At least in these two latter scenarios, parents can meet once or twice a year to review how the budget was spent, instead of having to communicate about “money matters” every few days!
top
|
Is Child Support Taxable? |
 |
| |
Fortunately for some, and unfortunately for others, child support payable pursuant to a written separation agreement or judgment of the court, after May 01 1997, is no longer taxable for the recipient, nor deductible for the payer.
For child support agreements and judgments rendered prior to May 01 1997, both recipient and payer may file a declaration to make the payments tax-free for both of them.

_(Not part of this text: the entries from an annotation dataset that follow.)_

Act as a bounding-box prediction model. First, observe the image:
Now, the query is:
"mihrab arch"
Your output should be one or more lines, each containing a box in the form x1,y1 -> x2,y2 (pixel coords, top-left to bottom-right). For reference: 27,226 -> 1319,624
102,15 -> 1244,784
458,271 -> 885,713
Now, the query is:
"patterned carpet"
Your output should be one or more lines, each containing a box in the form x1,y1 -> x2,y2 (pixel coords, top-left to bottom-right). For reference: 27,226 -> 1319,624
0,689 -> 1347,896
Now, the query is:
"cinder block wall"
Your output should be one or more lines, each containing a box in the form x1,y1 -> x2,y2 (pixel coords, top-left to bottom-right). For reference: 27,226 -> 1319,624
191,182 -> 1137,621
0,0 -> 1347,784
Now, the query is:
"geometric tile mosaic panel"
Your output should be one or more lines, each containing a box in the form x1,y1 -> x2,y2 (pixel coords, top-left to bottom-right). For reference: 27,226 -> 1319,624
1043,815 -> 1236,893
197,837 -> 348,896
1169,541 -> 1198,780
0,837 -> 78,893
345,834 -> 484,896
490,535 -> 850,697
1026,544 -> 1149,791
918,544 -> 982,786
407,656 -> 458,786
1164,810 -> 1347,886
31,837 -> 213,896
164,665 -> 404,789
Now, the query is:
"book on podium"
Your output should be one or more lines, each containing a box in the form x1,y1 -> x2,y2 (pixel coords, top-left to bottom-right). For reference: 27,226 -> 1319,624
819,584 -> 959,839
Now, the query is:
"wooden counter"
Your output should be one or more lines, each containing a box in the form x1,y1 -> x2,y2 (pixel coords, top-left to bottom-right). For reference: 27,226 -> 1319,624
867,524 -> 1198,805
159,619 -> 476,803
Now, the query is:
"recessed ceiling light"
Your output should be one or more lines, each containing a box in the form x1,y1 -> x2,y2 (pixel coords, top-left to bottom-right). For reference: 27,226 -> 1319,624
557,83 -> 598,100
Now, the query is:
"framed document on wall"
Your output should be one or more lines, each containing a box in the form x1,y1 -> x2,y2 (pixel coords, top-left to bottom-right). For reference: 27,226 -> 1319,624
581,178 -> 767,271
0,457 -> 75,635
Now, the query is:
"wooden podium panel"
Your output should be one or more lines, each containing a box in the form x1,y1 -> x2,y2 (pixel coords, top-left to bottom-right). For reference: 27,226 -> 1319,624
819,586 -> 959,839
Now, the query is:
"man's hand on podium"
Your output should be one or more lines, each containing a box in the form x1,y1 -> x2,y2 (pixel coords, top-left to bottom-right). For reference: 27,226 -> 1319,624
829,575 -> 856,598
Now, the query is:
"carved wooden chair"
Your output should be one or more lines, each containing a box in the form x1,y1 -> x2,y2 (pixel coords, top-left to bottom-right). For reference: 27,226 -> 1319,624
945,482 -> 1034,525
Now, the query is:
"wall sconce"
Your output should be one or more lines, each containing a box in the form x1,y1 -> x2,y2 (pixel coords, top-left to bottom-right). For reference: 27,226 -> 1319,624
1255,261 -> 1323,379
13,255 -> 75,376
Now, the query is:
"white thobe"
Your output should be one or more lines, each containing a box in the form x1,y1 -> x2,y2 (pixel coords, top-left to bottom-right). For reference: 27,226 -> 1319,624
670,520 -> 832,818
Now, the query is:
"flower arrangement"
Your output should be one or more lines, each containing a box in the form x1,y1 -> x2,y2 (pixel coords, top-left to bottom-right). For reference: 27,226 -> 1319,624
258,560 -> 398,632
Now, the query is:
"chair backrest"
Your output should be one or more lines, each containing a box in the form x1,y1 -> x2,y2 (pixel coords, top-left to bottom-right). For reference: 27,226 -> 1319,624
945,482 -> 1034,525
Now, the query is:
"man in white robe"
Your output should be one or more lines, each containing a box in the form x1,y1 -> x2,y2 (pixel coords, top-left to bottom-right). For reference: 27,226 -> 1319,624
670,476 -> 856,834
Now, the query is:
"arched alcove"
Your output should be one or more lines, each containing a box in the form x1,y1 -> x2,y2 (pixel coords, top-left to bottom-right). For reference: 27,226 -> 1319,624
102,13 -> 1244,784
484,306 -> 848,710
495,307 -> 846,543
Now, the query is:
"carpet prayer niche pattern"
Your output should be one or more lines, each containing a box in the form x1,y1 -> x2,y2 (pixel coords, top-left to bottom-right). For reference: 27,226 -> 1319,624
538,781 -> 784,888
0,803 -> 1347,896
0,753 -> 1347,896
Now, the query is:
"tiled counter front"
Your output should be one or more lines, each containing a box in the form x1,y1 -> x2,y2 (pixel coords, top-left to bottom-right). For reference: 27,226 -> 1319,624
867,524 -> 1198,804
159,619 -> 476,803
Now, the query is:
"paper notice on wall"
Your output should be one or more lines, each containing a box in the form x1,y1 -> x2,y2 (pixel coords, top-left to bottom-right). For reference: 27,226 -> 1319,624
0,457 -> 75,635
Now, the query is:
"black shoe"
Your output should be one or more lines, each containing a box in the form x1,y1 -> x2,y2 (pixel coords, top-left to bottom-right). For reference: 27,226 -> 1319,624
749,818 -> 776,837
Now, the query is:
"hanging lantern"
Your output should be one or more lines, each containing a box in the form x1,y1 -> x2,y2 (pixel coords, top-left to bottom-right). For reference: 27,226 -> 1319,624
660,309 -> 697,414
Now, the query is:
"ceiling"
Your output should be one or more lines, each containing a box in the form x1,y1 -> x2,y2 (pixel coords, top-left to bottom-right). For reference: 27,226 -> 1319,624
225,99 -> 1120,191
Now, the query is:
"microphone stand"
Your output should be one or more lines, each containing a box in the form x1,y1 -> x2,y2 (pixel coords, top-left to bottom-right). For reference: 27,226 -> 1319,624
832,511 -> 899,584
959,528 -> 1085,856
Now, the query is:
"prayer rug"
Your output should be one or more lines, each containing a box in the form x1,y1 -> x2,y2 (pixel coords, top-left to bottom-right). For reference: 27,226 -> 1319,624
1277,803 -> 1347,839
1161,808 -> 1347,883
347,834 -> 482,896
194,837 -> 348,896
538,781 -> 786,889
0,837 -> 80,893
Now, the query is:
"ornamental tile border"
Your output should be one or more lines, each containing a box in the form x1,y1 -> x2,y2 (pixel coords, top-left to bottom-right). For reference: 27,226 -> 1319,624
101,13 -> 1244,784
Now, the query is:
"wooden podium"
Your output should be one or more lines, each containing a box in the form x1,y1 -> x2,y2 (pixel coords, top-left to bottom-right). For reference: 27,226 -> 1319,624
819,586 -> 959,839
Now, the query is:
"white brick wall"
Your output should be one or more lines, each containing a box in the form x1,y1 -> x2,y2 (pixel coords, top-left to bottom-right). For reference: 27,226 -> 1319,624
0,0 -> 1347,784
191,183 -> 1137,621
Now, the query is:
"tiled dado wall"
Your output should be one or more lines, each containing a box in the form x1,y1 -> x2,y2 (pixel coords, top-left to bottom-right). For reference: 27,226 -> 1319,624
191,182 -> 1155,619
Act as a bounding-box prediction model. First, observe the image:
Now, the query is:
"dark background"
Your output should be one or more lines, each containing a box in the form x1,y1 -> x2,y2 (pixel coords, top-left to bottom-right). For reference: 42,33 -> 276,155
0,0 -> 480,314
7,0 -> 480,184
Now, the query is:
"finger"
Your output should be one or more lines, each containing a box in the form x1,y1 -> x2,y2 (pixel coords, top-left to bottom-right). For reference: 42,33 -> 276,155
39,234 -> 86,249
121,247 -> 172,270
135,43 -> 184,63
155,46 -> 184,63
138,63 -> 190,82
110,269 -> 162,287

The fact that child support is not taxable is important for many lower income earners, because this avoids social benefit “clawback” that can have a particularly terrible effect! Taxable child support not only bumped these people (generally women), into a higher income tax bracket, but they also progressively lost tax benefits such as family allowance that are “clawed back” progressively as income moves up. This means that often the payers (generally men) might save, say, 50% on their income tax by deducting child support, but the recipients were suffering a “cost” of, say, 60% because of increased income tax added to lost social benefits!
Unfortunately, for many “traditional model” marriages, the non-taxability of child support takes away what could be a wonderful opportunity to effect “income-splitting” between a higher income spouse and the stay-at-home spouse.
The tax departments acknowledged that overall, changing child support to make it non-taxable represented a tremendous windfall in tax revenues for both governments, a fact that many women’s groups should have considered far more carefully before throwing their weight behind Suzanne Thibodeau’s fight to “de-tax” child support (a Quebec case that ended up in the Supreme Court), instead of behind Elizabeth Symes’ fight to establish the deductibility of child care expenses (an Ontario case that also ended up in the Supreme Court).